E aqui começa todo o problema apresentado pela advogada Flávia Lefevre. Os serviços prestados em regime público tem seus bens garantidos pelo direito de reversibilidade. Ao final do contrato de concessão, se este não for renovado, e para garantir que este serviço será mantido, os equipamentos usados para prestar o serviço são revertidos para a União.

Como o Aditivo enfiou, no meio da concessão de telefonia fixa (prestado em regime público), uma obrigação de outro serviço, prestado em regime privado, é claro que este último não está coberto pela garantia da reversibilidade.

O fato de que o backhaul não faz parte da infra-estrutura da telefonia fixa, e portanto não seria naturalmente reversível à União, é explicado por um documento da Abusar (Associação Brasileira dos Usuários de Acesso Rápido) publicado pelo Observatório do Direito à Comunicação [ver aqui].

Para piorar, como o backhaul agora está incluído no contrato de concessão da telefonia fixa, as operadoras poderão incluir seus custos nos cálculos de reajuste das tarifas de telefonia. O que significa que todos os usuários do telefone fixo (inclusive aqueles que não poderão pagar pelo acesso à Internet em banda larga) terminarão arcando com os custos do backhaul.

Mas, como não faz parte do STFC, era necessário, então, deixar claro que o backhaul poderia ser revertido à União ao final dos contratos de concessão. Essa garantia aparecia na versão do Aditivo enviada ao Conselho Consultivo da Anatel. E desapareceu da versão final, sem que ninguém tenha sido avisado.
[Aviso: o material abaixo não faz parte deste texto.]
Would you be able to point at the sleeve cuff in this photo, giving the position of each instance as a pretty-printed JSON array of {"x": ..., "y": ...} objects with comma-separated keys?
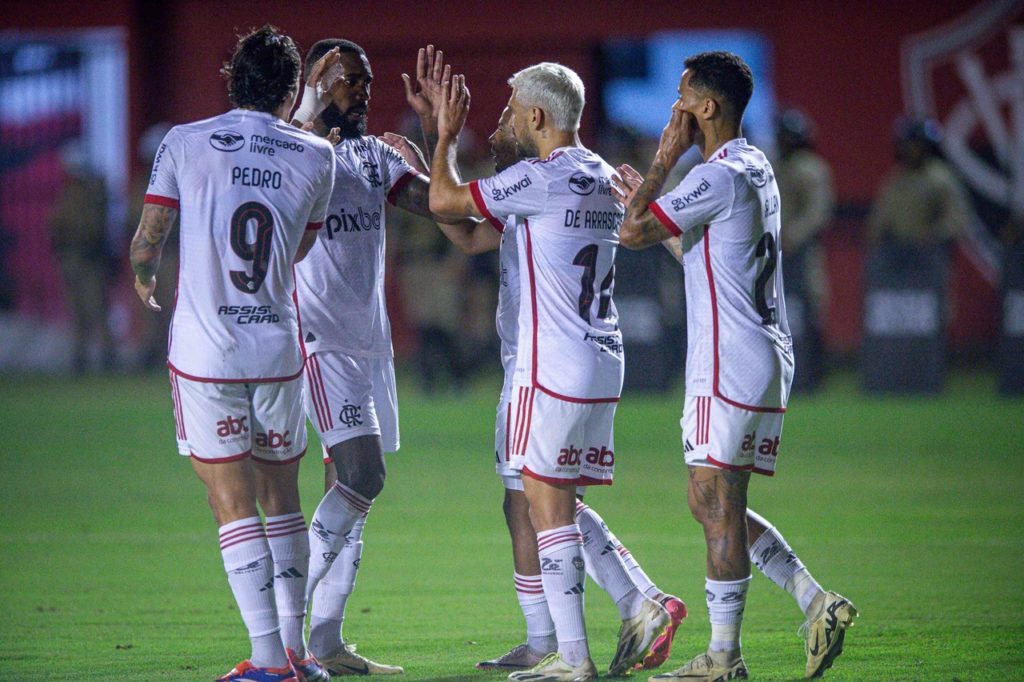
[
  {"x": 665, "y": 219},
  {"x": 392, "y": 195},
  {"x": 161, "y": 201},
  {"x": 474, "y": 190}
]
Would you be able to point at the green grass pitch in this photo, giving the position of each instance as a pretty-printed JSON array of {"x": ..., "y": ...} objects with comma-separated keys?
[{"x": 910, "y": 507}]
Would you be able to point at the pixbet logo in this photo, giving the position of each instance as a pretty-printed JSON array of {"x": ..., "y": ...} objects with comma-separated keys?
[
  {"x": 231, "y": 426},
  {"x": 272, "y": 439}
]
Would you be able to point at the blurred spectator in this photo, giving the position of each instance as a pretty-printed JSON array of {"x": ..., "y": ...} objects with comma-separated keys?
[
  {"x": 430, "y": 275},
  {"x": 808, "y": 198},
  {"x": 78, "y": 228},
  {"x": 921, "y": 202},
  {"x": 154, "y": 326}
]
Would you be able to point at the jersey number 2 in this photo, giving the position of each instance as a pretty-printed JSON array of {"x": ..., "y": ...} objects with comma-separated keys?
[
  {"x": 587, "y": 258},
  {"x": 258, "y": 252},
  {"x": 766, "y": 250}
]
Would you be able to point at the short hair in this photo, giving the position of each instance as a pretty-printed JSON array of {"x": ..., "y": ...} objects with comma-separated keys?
[
  {"x": 263, "y": 70},
  {"x": 724, "y": 74},
  {"x": 322, "y": 47},
  {"x": 556, "y": 89}
]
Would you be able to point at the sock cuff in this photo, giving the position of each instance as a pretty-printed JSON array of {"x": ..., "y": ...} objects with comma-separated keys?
[
  {"x": 286, "y": 524},
  {"x": 725, "y": 585},
  {"x": 527, "y": 585},
  {"x": 243, "y": 530},
  {"x": 352, "y": 499},
  {"x": 556, "y": 539}
]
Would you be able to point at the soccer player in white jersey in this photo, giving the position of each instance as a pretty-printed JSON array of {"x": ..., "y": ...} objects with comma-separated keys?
[
  {"x": 350, "y": 387},
  {"x": 568, "y": 367},
  {"x": 607, "y": 560},
  {"x": 738, "y": 356},
  {"x": 252, "y": 193}
]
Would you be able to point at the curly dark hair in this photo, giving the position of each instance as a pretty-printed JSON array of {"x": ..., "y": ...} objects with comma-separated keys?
[
  {"x": 324, "y": 46},
  {"x": 724, "y": 74},
  {"x": 263, "y": 70}
]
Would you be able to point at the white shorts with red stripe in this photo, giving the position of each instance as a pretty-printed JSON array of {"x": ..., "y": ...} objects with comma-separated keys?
[
  {"x": 561, "y": 441},
  {"x": 223, "y": 422},
  {"x": 721, "y": 435},
  {"x": 348, "y": 396}
]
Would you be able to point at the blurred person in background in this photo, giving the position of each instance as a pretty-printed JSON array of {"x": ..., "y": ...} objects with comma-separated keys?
[
  {"x": 78, "y": 232},
  {"x": 153, "y": 337},
  {"x": 921, "y": 208},
  {"x": 808, "y": 197}
]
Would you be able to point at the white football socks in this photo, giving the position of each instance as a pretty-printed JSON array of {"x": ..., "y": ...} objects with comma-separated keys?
[
  {"x": 777, "y": 561},
  {"x": 250, "y": 572},
  {"x": 725, "y": 609},
  {"x": 290, "y": 549},
  {"x": 540, "y": 628},
  {"x": 331, "y": 595},
  {"x": 333, "y": 520},
  {"x": 560, "y": 551},
  {"x": 604, "y": 564}
]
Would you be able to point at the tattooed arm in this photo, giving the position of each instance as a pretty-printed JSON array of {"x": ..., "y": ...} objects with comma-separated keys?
[{"x": 146, "y": 247}]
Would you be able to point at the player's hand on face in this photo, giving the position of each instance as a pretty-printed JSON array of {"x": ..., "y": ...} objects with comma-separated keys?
[
  {"x": 144, "y": 291},
  {"x": 454, "y": 105},
  {"x": 410, "y": 153},
  {"x": 323, "y": 76},
  {"x": 424, "y": 94},
  {"x": 678, "y": 134},
  {"x": 625, "y": 183}
]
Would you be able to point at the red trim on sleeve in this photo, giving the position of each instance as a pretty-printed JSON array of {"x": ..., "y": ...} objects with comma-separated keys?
[
  {"x": 474, "y": 190},
  {"x": 665, "y": 219},
  {"x": 161, "y": 201},
  {"x": 392, "y": 195}
]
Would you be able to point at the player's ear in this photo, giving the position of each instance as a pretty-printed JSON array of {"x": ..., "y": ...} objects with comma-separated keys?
[{"x": 537, "y": 118}]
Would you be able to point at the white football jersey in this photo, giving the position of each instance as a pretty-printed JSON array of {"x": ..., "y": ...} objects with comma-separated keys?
[
  {"x": 341, "y": 282},
  {"x": 507, "y": 315},
  {"x": 247, "y": 185},
  {"x": 569, "y": 344},
  {"x": 727, "y": 214}
]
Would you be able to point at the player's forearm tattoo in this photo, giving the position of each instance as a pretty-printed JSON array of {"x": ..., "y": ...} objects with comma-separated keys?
[{"x": 147, "y": 245}]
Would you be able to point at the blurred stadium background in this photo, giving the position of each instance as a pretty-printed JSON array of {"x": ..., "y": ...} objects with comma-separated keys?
[{"x": 86, "y": 89}]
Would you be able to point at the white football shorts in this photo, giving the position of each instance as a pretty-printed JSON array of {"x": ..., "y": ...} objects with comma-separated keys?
[
  {"x": 223, "y": 422},
  {"x": 348, "y": 396},
  {"x": 721, "y": 435},
  {"x": 560, "y": 441}
]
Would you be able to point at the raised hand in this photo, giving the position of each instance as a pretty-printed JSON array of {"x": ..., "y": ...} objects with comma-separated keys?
[
  {"x": 678, "y": 136},
  {"x": 626, "y": 183},
  {"x": 454, "y": 107},
  {"x": 424, "y": 94},
  {"x": 316, "y": 94},
  {"x": 412, "y": 154}
]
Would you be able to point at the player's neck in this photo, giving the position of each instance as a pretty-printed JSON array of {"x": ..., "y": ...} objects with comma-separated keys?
[
  {"x": 715, "y": 135},
  {"x": 549, "y": 140}
]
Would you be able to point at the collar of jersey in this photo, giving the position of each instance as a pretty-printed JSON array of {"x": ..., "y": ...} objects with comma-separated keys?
[{"x": 736, "y": 140}]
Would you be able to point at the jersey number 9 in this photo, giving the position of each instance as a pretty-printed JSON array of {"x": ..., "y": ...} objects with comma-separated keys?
[{"x": 258, "y": 252}]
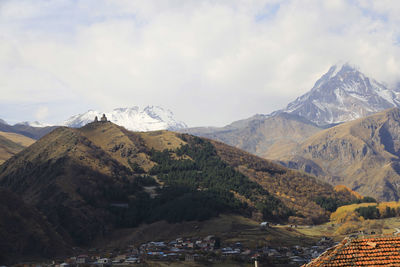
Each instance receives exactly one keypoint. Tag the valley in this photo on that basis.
(278, 188)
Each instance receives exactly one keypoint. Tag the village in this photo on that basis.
(208, 249)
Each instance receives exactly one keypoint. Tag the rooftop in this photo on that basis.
(373, 251)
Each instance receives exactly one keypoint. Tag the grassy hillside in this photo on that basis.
(270, 137)
(101, 177)
(363, 154)
(11, 144)
(24, 232)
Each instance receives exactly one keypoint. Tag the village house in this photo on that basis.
(372, 251)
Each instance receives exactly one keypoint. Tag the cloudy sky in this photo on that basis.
(210, 62)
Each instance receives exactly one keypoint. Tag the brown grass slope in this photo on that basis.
(268, 137)
(65, 175)
(296, 189)
(24, 232)
(363, 154)
(11, 144)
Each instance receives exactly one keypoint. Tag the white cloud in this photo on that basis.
(211, 62)
(41, 113)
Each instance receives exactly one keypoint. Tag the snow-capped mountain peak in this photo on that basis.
(151, 118)
(34, 124)
(343, 94)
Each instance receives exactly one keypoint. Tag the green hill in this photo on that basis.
(101, 177)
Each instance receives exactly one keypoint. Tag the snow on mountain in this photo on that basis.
(34, 124)
(151, 118)
(343, 94)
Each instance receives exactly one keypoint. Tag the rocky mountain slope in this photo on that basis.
(267, 136)
(363, 154)
(24, 232)
(91, 180)
(343, 94)
(11, 144)
(151, 118)
(26, 130)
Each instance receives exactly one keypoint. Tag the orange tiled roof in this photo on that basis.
(375, 251)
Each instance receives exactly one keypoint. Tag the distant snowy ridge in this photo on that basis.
(343, 94)
(151, 118)
(34, 124)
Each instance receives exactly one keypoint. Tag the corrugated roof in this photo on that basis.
(374, 251)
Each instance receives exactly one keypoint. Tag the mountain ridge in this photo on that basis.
(81, 173)
(363, 154)
(343, 94)
(150, 118)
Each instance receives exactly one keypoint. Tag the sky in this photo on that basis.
(210, 62)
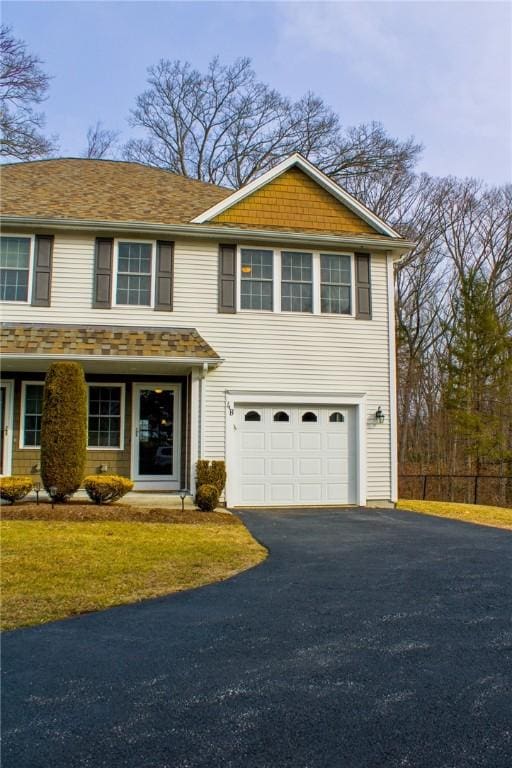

Desde que a denúncia de Lefevre ganhou as páginas da imprensa especializada, representantes do MiniCom, da Anatel e até das operadoras de telecomunicações têm se dedicado a deixar claro que, ao contrário do afirma a advogada do Instituto Pro Teste e a Abusar, o backhaul seria sim parte da infra-estrutura da telefonia fixa. Mas, até agora não apresentaram nenhum parecer técnico ou jurídico que comprove essa afirmação.

Com essa insegurança jurídica, corre-se o risco de, ao final desta concessão, no ano de 2025, caso se resolva não renovar as concessões, as teles serão obrigadas a reverter para a União apenas o “velho” telefone fixo (em vias de extinção) e ficarão com os equipamentos que garantem o acesso à Internet em banda larga. E isso depois de terem financiado seu funcionamento através das contas de todos os usuários da telefonia fixa.

Mas, até agora o que ninguém consegue explicar é porque a reversibilidade desapareceu da versão final do Aditivo. Se o governo tem tanta certeza dessa reversibilidade, o que custava citá-la? A quem interessou esse desaparecimento?